On the face of it, there may not be anything particularly Punjabi about Fay’s chosen specialism: she aims to remove the pain of networking by going through guests lists in advance for clients and working out who they should meet, establishing who on the guest list has actually turned up or left early, making introductions, and ending them when necessary, ensuring you don’t get stuck. Any Punjabi will tell you, however, that this is precisely what Indian mothers do with their children at social gatherings, especially weddings: introducing you to a succession of people, whether you want to or not, in the desperate hope you’ll fancy someone enough to marry them.

If I’m honest, I was looking forward to test driving Fay’s services at a UK Indian Business Council hobnobbing event held at the Taj Hotel in St James’ Court on Monday about as much as an actual ten-day Indian wedding in Slough. Or perhaps, a Trump rally. Though it turns out I’m not alone in having this response. According to a recent study conducted by three famous business schools into “instrumental networking”, where, according to Forbes, “you try to make connections with the purpose of advancing your career, as opposed to personal, spontaneous networking where your goal is to pursue emotional connections and friendship”, the whole thing makes people literally feel dirty — so much so that they consider taking a shower or brushing their teeth afterwards. As I walked into the hotel reception room with Fay, I wanted to go much further though and set fire to myself.

Journalism, a trade which essentially involves getting to the point as quickly as possible, has so destroyed my attention span that in recent years I have walked out early, as a result of sheer boredom, of Downing Street receptions, award-winning plays and even my own birthday party, let alone random networking events. At the age of 40, the thing I long for most is the cancellation of social engagements, not the creation of new ones. I barely have the time for my actual friends and colleagues, let alone complete strangers, and when the first person I saw in the room was a British peer I have criticised at length in this column, I suddenly became acutely aware that I did not possess any business cards, that I was the only man in the room not in a suit, and begged Fay to let me go as quickly as possible.
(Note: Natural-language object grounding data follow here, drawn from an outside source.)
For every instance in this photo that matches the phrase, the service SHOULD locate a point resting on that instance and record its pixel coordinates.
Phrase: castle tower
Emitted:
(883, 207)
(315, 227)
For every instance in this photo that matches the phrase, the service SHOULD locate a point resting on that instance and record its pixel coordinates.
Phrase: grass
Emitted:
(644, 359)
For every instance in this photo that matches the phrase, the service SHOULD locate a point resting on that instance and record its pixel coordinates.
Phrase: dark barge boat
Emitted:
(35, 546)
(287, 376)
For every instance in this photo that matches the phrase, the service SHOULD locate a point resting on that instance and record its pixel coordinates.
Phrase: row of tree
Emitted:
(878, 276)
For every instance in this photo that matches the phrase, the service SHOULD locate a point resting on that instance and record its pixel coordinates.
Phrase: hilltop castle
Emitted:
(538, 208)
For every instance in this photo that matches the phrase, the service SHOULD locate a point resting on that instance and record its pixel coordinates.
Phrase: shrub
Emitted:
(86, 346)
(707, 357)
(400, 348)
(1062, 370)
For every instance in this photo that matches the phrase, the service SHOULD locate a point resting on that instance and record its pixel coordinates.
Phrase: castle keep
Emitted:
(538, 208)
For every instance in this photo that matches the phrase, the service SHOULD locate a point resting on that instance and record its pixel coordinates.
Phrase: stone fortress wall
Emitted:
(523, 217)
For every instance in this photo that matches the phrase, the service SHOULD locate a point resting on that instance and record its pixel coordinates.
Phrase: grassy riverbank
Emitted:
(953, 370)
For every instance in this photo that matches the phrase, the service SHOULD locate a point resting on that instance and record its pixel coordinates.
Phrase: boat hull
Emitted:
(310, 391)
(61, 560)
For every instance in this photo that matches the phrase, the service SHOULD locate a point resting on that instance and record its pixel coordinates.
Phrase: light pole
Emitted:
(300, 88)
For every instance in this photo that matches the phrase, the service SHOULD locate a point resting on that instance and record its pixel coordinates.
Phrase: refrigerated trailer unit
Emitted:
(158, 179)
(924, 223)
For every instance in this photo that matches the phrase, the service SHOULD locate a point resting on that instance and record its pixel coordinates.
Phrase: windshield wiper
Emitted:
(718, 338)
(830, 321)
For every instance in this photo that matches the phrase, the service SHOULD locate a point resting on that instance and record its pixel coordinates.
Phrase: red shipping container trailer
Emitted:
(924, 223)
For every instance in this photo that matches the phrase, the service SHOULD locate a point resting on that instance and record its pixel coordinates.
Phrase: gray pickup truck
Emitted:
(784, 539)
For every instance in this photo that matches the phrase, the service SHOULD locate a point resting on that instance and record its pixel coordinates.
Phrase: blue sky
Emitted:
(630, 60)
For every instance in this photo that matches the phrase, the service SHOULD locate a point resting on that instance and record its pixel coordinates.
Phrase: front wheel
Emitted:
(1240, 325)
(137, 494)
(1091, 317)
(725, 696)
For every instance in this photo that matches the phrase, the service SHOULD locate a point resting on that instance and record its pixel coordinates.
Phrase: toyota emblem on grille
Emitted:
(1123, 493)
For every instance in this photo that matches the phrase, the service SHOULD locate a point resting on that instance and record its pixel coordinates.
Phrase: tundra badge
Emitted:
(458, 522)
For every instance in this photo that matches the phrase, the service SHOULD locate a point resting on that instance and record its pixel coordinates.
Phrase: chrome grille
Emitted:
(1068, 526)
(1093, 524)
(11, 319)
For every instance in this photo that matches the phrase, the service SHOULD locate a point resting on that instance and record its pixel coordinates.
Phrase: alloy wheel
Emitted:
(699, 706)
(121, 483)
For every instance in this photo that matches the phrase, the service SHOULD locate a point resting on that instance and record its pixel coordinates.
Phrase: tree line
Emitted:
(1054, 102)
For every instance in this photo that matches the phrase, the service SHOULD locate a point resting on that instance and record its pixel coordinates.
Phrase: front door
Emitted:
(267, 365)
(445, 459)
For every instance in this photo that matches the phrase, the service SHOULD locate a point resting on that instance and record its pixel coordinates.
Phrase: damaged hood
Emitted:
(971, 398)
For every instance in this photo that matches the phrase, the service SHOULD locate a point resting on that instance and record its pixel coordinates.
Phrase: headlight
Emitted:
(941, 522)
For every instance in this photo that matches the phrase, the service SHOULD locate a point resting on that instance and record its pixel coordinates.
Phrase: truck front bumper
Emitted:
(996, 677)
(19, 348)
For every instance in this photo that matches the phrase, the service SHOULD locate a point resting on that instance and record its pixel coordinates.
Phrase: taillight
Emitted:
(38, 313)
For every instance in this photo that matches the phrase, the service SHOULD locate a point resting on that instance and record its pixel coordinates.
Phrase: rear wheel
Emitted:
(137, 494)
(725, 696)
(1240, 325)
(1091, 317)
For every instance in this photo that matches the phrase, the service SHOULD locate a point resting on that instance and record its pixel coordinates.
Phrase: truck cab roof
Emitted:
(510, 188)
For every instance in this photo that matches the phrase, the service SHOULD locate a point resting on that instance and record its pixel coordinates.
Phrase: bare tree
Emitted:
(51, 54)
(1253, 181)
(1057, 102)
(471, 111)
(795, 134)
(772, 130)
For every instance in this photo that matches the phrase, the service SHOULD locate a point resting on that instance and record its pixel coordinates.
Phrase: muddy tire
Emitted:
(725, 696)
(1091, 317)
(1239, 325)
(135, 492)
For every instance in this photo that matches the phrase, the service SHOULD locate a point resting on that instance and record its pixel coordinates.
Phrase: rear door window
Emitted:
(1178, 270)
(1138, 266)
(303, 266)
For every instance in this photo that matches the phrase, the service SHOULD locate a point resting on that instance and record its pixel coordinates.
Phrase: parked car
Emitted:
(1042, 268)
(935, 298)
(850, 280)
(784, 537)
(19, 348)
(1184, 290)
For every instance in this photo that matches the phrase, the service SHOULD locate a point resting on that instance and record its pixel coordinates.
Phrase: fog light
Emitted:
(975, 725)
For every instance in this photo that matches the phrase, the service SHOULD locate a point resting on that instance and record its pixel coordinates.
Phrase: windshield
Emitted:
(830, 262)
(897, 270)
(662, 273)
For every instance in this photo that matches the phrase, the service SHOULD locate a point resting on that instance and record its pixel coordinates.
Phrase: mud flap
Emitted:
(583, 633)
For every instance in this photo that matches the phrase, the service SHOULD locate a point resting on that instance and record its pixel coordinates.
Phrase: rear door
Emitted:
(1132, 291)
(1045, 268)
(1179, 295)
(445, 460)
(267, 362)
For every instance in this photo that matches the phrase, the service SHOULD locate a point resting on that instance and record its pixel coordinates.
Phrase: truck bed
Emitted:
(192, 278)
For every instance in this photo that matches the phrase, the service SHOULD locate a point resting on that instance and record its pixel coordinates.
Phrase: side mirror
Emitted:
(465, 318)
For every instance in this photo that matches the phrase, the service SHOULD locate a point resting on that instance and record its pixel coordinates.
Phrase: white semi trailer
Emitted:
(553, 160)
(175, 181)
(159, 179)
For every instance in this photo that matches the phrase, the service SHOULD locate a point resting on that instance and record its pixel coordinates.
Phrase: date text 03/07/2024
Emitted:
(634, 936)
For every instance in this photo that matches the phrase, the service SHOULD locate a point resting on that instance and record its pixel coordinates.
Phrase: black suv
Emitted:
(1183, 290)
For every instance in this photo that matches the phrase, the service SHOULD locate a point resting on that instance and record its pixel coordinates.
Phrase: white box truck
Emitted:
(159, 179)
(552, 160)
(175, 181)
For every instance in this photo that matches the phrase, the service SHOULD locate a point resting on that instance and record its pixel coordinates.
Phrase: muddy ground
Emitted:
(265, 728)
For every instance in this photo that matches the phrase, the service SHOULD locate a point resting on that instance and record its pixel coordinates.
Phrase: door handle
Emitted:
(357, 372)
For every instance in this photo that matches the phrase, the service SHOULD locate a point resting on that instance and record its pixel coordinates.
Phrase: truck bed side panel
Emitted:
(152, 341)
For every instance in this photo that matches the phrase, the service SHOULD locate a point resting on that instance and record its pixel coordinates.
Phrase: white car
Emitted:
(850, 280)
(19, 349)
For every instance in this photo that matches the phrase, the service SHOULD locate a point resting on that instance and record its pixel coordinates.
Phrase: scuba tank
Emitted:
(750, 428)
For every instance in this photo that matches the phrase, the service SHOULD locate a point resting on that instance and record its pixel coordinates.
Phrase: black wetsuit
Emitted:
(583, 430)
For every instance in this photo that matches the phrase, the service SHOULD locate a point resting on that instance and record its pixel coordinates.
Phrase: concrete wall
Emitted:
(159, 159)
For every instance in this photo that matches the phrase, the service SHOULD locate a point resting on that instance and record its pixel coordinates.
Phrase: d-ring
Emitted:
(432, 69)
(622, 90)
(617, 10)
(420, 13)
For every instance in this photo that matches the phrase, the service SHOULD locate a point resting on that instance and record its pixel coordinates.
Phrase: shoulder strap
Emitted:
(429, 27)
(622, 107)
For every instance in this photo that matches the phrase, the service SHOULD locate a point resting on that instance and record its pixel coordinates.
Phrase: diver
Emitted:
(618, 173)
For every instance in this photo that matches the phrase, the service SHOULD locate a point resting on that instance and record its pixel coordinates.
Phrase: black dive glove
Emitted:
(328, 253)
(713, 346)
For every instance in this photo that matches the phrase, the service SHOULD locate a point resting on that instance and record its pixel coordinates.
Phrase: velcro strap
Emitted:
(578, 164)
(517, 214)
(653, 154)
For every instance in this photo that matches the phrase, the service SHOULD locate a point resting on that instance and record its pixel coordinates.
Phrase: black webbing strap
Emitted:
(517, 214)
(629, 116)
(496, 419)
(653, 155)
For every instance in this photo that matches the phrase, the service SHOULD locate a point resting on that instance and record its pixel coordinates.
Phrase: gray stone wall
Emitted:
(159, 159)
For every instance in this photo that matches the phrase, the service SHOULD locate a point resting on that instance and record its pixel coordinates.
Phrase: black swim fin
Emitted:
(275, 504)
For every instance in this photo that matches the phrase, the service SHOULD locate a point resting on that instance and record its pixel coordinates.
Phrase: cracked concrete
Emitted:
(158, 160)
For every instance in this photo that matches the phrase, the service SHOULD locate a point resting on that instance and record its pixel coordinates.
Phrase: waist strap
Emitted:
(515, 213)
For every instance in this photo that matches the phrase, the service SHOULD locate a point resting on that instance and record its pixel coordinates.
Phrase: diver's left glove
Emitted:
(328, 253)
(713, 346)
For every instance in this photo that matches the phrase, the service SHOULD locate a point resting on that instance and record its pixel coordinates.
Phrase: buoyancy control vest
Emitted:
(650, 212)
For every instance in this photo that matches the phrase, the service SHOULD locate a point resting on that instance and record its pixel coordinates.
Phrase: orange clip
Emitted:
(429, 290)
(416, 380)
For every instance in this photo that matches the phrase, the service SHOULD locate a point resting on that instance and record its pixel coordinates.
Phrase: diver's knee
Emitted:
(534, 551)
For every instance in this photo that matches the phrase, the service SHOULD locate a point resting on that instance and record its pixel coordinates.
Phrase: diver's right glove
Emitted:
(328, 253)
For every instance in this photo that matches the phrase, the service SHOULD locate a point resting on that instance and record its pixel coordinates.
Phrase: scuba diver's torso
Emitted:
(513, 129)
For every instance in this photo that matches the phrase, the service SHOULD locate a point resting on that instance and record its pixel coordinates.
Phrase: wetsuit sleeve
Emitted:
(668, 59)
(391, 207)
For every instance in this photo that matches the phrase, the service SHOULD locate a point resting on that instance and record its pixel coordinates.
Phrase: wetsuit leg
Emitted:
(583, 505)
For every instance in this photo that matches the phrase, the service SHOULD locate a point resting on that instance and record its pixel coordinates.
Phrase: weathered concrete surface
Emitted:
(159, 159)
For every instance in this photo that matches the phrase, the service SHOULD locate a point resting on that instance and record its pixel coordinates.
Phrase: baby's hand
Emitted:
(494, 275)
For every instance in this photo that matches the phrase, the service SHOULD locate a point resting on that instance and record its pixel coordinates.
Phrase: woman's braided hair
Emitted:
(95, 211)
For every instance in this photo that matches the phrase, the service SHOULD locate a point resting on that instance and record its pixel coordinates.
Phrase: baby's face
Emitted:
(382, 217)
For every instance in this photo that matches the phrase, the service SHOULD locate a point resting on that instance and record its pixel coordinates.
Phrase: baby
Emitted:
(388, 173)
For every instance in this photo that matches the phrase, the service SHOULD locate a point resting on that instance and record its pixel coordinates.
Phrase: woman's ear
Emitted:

I’m not proud but I may have feigned a sudden lunch appointment, but she insisted I stay, saying my desire to flee is typical. Married to a corporate lawyer, she said she became aware some years ago that most Brits dread networking: they fear everything from not recognising people, to saying hello, to being stuck next to a bore, to not being able to find a relevant person in a room, to struggling to find something worthwhile to say. “The point of business networking is to meet people who lead to deals which make money,” she added, but people hate networking so much that many spend such events hiding in toilets, or leaving at the earliest opportunity.

Thus told off in, frankly, motherly fashion, she introduced me to a man who did something in design. She then made me talk to someone who did something in public affairs. She insisted I listen to an Indian minister being interviewed on stage. Then, as the inevitable food arrived, there were more introductions to lobbyists, entrepreneurs, politicians. I can’t say all the conversations were successful. The Indian minister’s response to Fay’s introduction was: “I am taking questions from the media later at 2.30pm.” I ended up with a bunch of new invitations on LinkedIn, which is the last thing anyone on this planet needs. I met someone from a travel company who might prove useful for a book I’m working on, though. I met a PR who might give me story ideas, and I began to see the point of hiring an introducer like Fay.

At least, I can see how they might remove some of the agony of what is a necessary business evil, allowing you to do some work on your phone, while someone else goes through the guest lists, reduces the chance of you having to talk to randoms, and drags you away when you get stuck in a conversation about the state of the potholes on the A4123. I suppose a very good party host would do what Fay does, but they rarely do. Also, I suppose a very good PA could function as a basic introducer, but most of us don’t have PAs. Besides, my mum would approve of the idea and she is someone who, I have realised, is always right.